Chapter V working organization of the board of supervisors
Article 19 the board of supervisors shall supervise the company’s finance and business through audit. When the board of supervisors deems it necessary, it may require the audit department to audit the company’s financial and business problems, and submit a written audit report to the board of supervisors.
Article 20 the board of supervisors shall set up an office of the board of supervisors, which shall be responsible for handling the daily affairs of the board of supervisors, carrying out the work of the board of supervisors and formulating the rules and regulations of the board of supervisors; Track and understand the implementation of the resolutions and requirements of the board of supervisors, and require relevant personnel to report to the chairman of the board of supervisors in time.
Chapter VI specification of documents of the board of supervisors
Article 21 establish and improve the rules and regulations of the board of supervisors to ensure that the work of the board of supervisors operates in a standardized and rules-based manner.
Article 22 formulate relevant systems for the document management of the board of supervisors, and all documents and proposals shall be filed and kept as required.
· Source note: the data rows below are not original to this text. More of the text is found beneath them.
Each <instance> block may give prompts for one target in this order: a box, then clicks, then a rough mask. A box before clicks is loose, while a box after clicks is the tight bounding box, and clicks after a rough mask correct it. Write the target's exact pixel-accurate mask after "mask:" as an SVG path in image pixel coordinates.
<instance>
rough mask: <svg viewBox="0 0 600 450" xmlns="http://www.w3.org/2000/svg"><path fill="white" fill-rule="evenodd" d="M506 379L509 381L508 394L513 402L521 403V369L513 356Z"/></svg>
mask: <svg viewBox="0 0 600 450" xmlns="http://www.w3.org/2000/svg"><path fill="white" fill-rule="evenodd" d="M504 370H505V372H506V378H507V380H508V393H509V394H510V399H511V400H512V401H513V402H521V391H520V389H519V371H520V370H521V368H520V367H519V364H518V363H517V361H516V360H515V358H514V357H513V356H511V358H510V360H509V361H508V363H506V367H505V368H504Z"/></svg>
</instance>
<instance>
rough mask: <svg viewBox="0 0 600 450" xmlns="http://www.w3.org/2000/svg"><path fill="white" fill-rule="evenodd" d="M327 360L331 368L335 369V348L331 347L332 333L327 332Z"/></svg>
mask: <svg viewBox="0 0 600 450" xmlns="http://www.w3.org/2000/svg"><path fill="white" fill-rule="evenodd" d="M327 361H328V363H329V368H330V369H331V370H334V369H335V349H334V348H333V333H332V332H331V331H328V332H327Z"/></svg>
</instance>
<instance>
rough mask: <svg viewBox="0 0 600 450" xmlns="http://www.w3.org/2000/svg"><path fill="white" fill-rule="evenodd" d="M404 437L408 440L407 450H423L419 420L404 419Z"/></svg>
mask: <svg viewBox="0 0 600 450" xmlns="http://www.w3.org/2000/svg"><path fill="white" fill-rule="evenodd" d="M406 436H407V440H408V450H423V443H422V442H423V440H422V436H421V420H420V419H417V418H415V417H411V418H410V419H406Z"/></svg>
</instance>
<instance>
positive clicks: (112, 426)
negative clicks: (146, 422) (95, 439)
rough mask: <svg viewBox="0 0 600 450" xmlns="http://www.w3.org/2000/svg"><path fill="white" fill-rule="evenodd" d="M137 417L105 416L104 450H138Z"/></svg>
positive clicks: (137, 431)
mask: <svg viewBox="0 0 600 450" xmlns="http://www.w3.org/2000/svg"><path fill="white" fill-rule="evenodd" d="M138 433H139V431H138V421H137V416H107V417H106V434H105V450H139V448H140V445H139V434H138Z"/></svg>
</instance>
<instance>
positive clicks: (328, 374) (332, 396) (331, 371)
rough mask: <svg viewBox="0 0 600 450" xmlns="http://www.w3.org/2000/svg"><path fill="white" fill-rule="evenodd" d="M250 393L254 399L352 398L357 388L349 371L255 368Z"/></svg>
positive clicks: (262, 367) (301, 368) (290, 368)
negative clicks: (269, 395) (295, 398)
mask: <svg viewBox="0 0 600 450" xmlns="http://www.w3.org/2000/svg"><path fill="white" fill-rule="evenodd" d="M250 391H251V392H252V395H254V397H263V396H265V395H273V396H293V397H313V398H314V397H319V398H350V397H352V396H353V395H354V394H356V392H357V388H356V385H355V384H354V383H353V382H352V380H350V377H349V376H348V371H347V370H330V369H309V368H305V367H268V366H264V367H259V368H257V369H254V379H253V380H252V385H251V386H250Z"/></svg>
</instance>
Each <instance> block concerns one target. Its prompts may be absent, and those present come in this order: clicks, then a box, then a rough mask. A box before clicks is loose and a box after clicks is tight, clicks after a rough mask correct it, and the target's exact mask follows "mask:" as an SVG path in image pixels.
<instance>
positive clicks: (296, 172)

Article 23 the meeting of the board of supervisors shall be recorded and sorted into the meeting resolutions of the board of supervisors. The supervisors and recorder attending the meeting shall sign the meeting minutes and the meeting resolutions of the board of supervisors. The records and resolutions of the board of supervisors shall be filed and kept. The minutes of the meeting of the board of supervisors shall be kept as the company’s archives for at least 10 years.
Chapter VII supplementary provisions
Article 24 these rules, as an annex to the articles of association, shall come into force after being approved by the general meeting of shareholders. The original rules of procedure of the board of supervisors shall be repealed as of the date of entry into force of these rules.
Article 25 the board of supervisors of the company shall be responsible for the interpretation of these rules.